BACKGROUND: Sepsis is an acute, life-threatening multiple organ dysfunction triggered by an infection. METHODS: This guideline is an update of the S3 guideline "Sepsis-prevention, diagnosis, therapy, and follow-up care" (Arbeitsgemeinschaft der Wissenschaftlichen Medizinischen Fachgesellschaft [AMWF] Registry No. 079-001) of the German Sepsis Society (DSG) dated 31 December 2018. The update of the "Surviving sepsis campaign (SSC): international guidelines for management of sepsis and septic shock 2021" dated 4 October 2021, was used as the reference guideline. The DSG Guideline Commission compared each recommendation on the underlying PICO questions of the DSG Guideline 2018 (literature search until December 2018) with those of the SSC Guideline 2021 (literature search until July 2019) and evaluated the newly available published data (literature search until December 2024) by means of systematic update searches and literature reviews in compliance with the rules of the Grading of Recommendations, Assessment, Development and Evaluation (GRADE) system and the AWMF. RESULTS: A total of 88 PICO questions were addressed, including those related to the diagnosis and treatment of infection and organ failure.

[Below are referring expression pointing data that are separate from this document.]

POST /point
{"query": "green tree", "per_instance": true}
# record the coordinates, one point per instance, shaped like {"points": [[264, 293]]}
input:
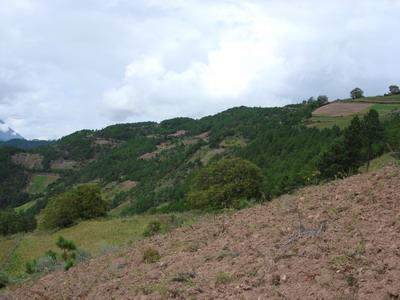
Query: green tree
{"points": [[372, 133], [394, 89], [357, 93], [344, 156], [225, 183], [83, 202], [68, 255], [322, 99]]}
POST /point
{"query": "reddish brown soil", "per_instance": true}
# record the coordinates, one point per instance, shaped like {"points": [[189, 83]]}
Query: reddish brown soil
{"points": [[341, 109], [336, 241], [28, 160], [62, 164]]}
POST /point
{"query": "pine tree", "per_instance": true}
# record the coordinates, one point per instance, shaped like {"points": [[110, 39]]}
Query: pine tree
{"points": [[372, 132]]}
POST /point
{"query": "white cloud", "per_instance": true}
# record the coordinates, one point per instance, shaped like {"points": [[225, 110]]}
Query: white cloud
{"points": [[4, 128], [68, 65]]}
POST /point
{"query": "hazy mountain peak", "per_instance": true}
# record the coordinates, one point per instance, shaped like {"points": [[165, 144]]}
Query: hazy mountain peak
{"points": [[6, 133]]}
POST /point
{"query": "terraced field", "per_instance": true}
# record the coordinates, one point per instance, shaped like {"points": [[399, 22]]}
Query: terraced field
{"points": [[340, 113]]}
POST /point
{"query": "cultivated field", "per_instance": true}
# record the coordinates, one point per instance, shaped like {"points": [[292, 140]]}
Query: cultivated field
{"points": [[341, 109], [340, 240], [95, 236], [341, 113]]}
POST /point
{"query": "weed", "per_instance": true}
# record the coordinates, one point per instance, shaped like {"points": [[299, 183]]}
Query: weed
{"points": [[3, 280], [151, 255], [223, 278], [184, 277], [152, 228]]}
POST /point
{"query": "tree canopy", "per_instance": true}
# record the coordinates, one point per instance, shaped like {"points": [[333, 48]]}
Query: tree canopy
{"points": [[222, 184], [356, 93], [83, 202]]}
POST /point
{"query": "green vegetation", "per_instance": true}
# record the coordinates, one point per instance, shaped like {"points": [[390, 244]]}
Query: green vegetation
{"points": [[82, 203], [93, 237], [40, 182], [151, 255], [152, 228], [361, 141], [12, 222], [225, 183], [224, 160], [68, 255], [3, 280], [223, 278], [13, 180], [357, 93]]}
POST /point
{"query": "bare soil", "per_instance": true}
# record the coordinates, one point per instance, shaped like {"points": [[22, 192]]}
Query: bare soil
{"points": [[62, 164], [28, 160], [341, 109], [340, 240]]}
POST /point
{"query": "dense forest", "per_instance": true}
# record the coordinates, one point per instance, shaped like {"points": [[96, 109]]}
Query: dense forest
{"points": [[161, 160]]}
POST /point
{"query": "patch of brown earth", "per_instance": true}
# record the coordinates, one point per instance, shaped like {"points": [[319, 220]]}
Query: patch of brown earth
{"points": [[28, 160], [62, 164], [105, 142], [178, 133], [210, 154], [341, 109], [148, 156], [160, 148], [340, 240]]}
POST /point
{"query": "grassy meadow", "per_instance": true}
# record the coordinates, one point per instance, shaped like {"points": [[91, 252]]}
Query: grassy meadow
{"points": [[95, 236], [383, 105]]}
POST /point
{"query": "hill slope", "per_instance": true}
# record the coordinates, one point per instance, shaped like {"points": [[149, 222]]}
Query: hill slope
{"points": [[336, 241]]}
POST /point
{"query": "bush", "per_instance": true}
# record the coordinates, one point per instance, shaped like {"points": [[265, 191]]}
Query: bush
{"points": [[3, 280], [225, 184], [47, 264], [84, 202], [152, 228], [31, 267], [12, 222], [151, 255]]}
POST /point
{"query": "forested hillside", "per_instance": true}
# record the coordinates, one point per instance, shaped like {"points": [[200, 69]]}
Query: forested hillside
{"points": [[150, 166]]}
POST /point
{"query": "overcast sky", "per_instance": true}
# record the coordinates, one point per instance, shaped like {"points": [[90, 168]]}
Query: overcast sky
{"points": [[67, 65]]}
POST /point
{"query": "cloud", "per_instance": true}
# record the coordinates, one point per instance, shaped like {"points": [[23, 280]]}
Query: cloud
{"points": [[4, 128], [68, 65]]}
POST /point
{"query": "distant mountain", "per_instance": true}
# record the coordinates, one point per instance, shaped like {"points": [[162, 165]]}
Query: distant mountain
{"points": [[24, 144], [6, 133]]}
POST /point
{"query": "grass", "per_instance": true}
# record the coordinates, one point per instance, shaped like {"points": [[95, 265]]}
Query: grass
{"points": [[378, 162], [383, 105], [39, 183], [380, 99], [7, 245], [88, 235], [25, 206]]}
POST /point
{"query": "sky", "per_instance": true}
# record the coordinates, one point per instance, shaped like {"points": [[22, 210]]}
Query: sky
{"points": [[68, 65]]}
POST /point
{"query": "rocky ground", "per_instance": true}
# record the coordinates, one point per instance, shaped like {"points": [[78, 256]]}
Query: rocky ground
{"points": [[336, 241]]}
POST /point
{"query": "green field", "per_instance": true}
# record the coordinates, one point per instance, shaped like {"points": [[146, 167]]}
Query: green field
{"points": [[39, 183], [95, 236], [384, 108], [380, 162], [394, 99]]}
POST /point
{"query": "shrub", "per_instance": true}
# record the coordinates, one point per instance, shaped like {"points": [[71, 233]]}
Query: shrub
{"points": [[47, 264], [152, 228], [83, 202], [151, 255], [68, 254], [225, 184], [3, 280], [223, 278]]}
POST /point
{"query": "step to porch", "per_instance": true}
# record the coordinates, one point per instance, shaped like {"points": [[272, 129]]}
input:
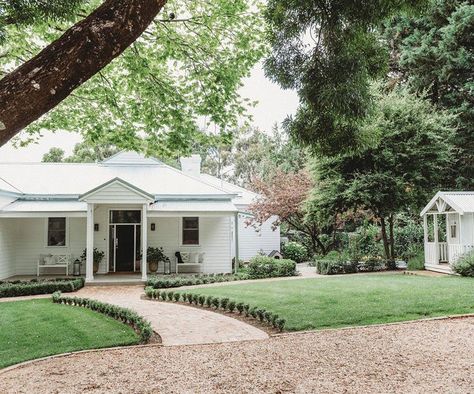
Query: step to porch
{"points": [[116, 280], [443, 268]]}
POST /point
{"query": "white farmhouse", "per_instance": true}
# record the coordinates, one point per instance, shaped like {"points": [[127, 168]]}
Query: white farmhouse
{"points": [[51, 212]]}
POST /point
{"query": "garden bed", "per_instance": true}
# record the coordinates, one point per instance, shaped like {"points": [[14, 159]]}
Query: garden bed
{"points": [[19, 288]]}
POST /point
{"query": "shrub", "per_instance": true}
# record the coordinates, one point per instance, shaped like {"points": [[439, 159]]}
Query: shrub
{"points": [[465, 265], [295, 251], [267, 267], [138, 323], [224, 302], [416, 262], [240, 307], [36, 286]]}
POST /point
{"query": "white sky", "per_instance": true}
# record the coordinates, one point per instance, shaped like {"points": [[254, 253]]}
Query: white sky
{"points": [[274, 104]]}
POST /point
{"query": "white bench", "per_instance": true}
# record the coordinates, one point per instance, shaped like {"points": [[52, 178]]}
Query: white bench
{"points": [[53, 261]]}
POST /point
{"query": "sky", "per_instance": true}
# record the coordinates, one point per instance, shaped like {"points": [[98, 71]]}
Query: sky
{"points": [[274, 105]]}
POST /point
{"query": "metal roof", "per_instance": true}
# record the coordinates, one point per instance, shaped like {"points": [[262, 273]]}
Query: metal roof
{"points": [[460, 202], [45, 206], [193, 206], [76, 179]]}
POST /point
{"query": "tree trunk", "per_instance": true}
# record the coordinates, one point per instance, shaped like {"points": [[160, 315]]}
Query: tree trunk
{"points": [[392, 237], [385, 239], [43, 82]]}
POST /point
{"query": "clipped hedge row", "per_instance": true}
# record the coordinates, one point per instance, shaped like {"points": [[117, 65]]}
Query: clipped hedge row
{"points": [[261, 267], [225, 304], [34, 287], [179, 281], [126, 316], [333, 267]]}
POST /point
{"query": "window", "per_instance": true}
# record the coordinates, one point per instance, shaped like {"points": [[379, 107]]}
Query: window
{"points": [[57, 232], [190, 231], [453, 231], [125, 216]]}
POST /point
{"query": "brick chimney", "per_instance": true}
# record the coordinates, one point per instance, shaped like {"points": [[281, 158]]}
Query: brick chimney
{"points": [[191, 165]]}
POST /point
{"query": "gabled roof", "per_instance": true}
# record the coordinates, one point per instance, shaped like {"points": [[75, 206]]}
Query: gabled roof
{"points": [[460, 202], [75, 179], [117, 182], [244, 196]]}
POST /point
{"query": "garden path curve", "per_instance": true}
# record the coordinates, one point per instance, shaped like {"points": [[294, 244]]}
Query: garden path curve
{"points": [[177, 324]]}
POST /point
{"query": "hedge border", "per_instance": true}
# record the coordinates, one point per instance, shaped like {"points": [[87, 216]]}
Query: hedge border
{"points": [[124, 315], [26, 288], [223, 303]]}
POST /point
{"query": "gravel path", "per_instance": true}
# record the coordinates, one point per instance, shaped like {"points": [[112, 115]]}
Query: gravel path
{"points": [[421, 357], [176, 324]]}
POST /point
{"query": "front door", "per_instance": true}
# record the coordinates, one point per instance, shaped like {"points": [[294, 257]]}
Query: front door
{"points": [[125, 248]]}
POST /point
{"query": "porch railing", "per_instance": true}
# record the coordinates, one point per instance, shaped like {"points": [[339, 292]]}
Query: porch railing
{"points": [[443, 252], [457, 250]]}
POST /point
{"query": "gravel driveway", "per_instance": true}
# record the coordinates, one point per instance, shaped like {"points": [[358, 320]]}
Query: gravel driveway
{"points": [[420, 357]]}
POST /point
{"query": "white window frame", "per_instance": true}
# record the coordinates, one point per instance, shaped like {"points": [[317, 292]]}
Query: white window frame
{"points": [[181, 232], [46, 233]]}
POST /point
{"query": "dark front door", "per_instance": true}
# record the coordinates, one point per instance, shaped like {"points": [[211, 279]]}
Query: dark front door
{"points": [[125, 254]]}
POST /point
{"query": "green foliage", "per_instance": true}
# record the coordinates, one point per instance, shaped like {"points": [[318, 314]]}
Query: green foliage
{"points": [[84, 152], [267, 267], [398, 172], [127, 316], [159, 282], [28, 12], [434, 53], [416, 262], [332, 70], [154, 96], [295, 251], [465, 265], [35, 286], [156, 255]]}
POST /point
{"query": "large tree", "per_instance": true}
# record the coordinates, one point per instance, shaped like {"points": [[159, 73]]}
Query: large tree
{"points": [[183, 71], [434, 54], [329, 51], [398, 172]]}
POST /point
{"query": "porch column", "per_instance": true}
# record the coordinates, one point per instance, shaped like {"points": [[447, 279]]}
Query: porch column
{"points": [[425, 227], [144, 241], [90, 243], [435, 221], [236, 230]]}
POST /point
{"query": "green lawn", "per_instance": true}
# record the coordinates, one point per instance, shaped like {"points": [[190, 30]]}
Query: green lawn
{"points": [[355, 299], [38, 328]]}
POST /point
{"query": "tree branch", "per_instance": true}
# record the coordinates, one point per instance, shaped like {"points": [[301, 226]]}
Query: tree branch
{"points": [[43, 82]]}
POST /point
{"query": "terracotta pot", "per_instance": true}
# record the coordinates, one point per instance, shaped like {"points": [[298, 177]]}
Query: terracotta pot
{"points": [[153, 266]]}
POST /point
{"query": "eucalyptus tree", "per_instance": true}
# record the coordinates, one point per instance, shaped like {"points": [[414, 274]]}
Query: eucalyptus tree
{"points": [[172, 74], [330, 52]]}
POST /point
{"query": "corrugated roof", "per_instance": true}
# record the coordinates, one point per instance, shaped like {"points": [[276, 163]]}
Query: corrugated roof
{"points": [[244, 196], [193, 206], [76, 179], [461, 202], [45, 206]]}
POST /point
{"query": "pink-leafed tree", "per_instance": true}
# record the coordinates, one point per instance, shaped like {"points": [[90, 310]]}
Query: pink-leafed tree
{"points": [[284, 196]]}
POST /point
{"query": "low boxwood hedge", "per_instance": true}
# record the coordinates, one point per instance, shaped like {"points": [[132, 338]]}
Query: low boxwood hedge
{"points": [[267, 267], [333, 267], [127, 316], [200, 279], [223, 303], [37, 286]]}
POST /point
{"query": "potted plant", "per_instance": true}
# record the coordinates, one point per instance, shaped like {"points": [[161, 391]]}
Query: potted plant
{"points": [[154, 256], [98, 256]]}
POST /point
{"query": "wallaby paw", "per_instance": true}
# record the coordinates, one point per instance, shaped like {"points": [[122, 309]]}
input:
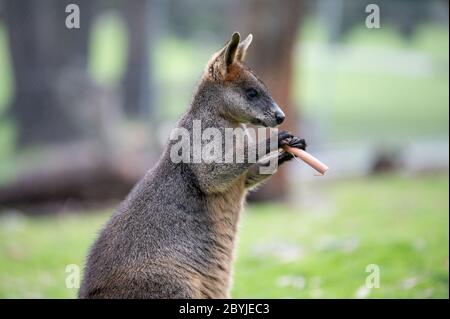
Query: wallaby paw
{"points": [[284, 137], [297, 143]]}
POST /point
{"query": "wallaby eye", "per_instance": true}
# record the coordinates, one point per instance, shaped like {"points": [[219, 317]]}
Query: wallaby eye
{"points": [[251, 94]]}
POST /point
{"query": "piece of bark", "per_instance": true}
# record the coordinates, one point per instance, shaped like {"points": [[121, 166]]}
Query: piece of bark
{"points": [[308, 159]]}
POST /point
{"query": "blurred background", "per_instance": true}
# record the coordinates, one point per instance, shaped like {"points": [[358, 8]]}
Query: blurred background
{"points": [[85, 112]]}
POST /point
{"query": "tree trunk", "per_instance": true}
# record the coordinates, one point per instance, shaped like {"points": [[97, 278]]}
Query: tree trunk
{"points": [[274, 25], [47, 57], [136, 84]]}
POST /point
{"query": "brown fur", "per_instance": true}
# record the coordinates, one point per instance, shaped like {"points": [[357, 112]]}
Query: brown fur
{"points": [[174, 235]]}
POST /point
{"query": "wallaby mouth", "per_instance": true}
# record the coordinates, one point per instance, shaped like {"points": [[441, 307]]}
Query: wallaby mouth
{"points": [[275, 118]]}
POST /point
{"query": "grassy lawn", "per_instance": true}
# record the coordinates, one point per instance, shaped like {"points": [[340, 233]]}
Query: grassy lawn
{"points": [[398, 223]]}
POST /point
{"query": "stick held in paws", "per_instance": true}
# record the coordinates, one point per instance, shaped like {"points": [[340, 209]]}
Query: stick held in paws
{"points": [[307, 158]]}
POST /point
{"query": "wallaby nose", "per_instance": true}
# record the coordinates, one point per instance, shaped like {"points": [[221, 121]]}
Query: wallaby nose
{"points": [[279, 117]]}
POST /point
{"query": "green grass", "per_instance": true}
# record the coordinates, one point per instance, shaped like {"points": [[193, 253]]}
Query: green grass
{"points": [[397, 223]]}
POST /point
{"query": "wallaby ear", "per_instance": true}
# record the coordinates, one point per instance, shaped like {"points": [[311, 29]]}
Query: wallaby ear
{"points": [[220, 61], [230, 52], [242, 48]]}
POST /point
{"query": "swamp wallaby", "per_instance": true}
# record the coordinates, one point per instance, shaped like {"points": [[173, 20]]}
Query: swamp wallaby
{"points": [[174, 235]]}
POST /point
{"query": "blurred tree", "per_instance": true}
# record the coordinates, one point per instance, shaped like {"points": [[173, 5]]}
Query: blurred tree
{"points": [[136, 82], [275, 26], [49, 63]]}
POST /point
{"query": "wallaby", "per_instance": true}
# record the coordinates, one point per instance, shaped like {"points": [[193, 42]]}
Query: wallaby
{"points": [[174, 235]]}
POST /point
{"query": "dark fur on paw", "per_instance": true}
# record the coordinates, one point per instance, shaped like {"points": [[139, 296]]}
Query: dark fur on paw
{"points": [[284, 137], [297, 143]]}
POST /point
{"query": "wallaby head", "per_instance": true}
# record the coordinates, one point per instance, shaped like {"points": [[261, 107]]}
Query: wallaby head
{"points": [[243, 98]]}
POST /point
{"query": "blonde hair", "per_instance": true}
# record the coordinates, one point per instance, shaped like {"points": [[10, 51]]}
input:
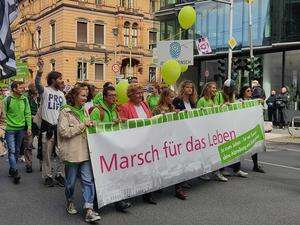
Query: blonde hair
{"points": [[206, 88], [162, 100], [133, 88], [194, 96]]}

Of these, two were agreed upon as statements, 29 as expert consensus, and 57 as evidence-based recommendations (26 with a strong and 31 with a weak recommendation grade). Compared to the previous 2018 guideline, 43 recommendations were reviewed but retained, 16 recommendations were modified, and 29 recommendations were newly issued. CONCLUSION: Given the lack of evidence for numerous measures for the inpatient care of patients with sepsis or septic shock, old and new knowledge gaps were revealed. Among the evidence-based recommendations, the underlying GRADE quality of evidence was high for only 5 recommendations, moderate for 18 recommendations, low for 17 recommendations, and very low for 16. These evidence gaps can only be closed through future multicenter, noncommercial clinical trials. The update to the S3 guideline on sepsis includes some updates to the recommendations of the previous guideline. These updates will need to be incorporated into some of the case- and facility-specific quality assurance indicators of quality assurance (QA) procedure 2025. Impairments in health-related quality of life for survivors must be given greater focus in outpatient care.